でも変わろうとしているあなたを親だからって邪魔することは出来ない。でも手助けは出来る。だから言うわね」
相変わらずトラは無言だ。そして母さんは何を言うつもりだ。再び聞き耳を立てる。
「あなたはあの4人の子をどうするつもり?」
「……これからも仲良くしていきたい」
「男女間の友情とか議論する気はないけどあの子達はトラに好意を寄せているのじゃないの? それに対してあなたはどうするの?

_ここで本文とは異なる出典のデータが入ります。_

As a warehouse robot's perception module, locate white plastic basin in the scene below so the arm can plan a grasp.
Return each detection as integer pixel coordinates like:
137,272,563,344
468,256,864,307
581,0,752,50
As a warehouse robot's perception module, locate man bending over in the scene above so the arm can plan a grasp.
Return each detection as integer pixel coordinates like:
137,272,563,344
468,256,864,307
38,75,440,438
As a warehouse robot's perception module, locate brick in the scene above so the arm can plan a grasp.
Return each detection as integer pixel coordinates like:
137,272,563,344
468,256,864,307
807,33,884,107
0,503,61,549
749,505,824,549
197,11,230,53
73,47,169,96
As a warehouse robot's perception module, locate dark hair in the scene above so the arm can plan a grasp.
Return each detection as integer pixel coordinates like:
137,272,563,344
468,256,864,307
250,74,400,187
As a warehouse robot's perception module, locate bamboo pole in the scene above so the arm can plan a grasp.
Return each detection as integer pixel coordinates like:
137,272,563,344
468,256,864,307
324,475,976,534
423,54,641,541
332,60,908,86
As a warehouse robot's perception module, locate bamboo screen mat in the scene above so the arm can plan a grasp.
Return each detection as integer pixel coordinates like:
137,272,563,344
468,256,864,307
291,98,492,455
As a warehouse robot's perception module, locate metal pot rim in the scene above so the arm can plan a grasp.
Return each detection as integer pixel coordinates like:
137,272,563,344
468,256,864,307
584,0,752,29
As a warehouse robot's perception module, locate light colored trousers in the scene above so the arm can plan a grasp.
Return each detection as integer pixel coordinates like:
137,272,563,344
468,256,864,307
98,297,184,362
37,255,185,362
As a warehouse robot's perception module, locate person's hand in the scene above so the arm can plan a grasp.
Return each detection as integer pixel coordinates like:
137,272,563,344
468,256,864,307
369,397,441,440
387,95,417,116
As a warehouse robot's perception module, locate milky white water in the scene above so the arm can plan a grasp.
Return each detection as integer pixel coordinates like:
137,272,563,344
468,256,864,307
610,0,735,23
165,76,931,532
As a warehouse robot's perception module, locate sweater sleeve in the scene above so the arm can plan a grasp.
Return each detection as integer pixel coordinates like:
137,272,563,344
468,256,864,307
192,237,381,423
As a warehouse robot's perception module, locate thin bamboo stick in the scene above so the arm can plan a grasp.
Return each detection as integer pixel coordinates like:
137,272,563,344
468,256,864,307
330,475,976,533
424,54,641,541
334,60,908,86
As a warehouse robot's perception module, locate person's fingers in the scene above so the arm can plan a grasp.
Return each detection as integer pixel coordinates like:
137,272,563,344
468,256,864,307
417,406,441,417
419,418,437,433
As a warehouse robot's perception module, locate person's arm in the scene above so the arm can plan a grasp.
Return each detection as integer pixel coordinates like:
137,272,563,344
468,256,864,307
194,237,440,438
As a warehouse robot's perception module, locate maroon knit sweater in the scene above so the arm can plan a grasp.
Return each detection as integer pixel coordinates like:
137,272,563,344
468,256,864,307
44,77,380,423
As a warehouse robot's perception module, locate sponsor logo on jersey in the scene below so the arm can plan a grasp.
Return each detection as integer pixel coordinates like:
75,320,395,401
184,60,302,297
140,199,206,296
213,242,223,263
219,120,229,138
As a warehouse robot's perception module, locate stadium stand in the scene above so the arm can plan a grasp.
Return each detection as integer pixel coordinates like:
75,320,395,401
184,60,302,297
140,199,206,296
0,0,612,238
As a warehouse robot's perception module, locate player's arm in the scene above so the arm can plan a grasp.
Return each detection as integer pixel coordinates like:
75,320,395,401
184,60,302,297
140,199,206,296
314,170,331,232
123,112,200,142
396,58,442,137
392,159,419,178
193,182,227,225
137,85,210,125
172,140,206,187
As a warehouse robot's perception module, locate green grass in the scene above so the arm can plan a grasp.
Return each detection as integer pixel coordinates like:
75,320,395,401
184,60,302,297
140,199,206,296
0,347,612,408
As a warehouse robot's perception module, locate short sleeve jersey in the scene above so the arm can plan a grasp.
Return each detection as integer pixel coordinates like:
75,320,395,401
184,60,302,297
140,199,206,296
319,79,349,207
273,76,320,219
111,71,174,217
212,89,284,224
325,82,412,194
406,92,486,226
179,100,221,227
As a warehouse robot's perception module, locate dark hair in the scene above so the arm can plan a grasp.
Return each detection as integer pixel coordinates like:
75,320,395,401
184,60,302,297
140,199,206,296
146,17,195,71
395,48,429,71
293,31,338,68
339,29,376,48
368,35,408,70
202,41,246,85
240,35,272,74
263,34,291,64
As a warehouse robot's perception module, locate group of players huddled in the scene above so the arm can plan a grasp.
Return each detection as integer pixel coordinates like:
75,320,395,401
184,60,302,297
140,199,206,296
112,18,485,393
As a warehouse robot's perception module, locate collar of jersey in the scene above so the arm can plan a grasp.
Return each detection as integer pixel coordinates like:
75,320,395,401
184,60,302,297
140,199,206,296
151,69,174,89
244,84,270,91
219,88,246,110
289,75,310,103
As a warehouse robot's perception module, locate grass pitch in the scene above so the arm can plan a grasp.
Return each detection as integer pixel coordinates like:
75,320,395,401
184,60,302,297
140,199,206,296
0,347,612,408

こんな話し親が言うことじゃないのは分かってる。でもトラあなたは恋愛に関して幼過ぎる気がするから言わせてもらうわよ」
「恋愛?」
ああもうダメだ! 俺はドアノブに手をかけドアを開ける。勢いよく入ってくる俺の姿に驚く母さんはトラをキツい目で見ていたのだろう。一瞬俺を見る目がキツかったがすぐにいつも俺を見る優しい目になり近付いてくると抱き上げられる。
「心春ちゃん起きたの? 体ダルくない?」
「大丈夫でしゅ。それよりもお母しゃん、トリャのことでしゅけど、こはりゅに任しぇてくりぇましぇんか?」
「心春ちゃんに?」
突然の提案に驚いた顔をする母さんに俺は大きく頷く。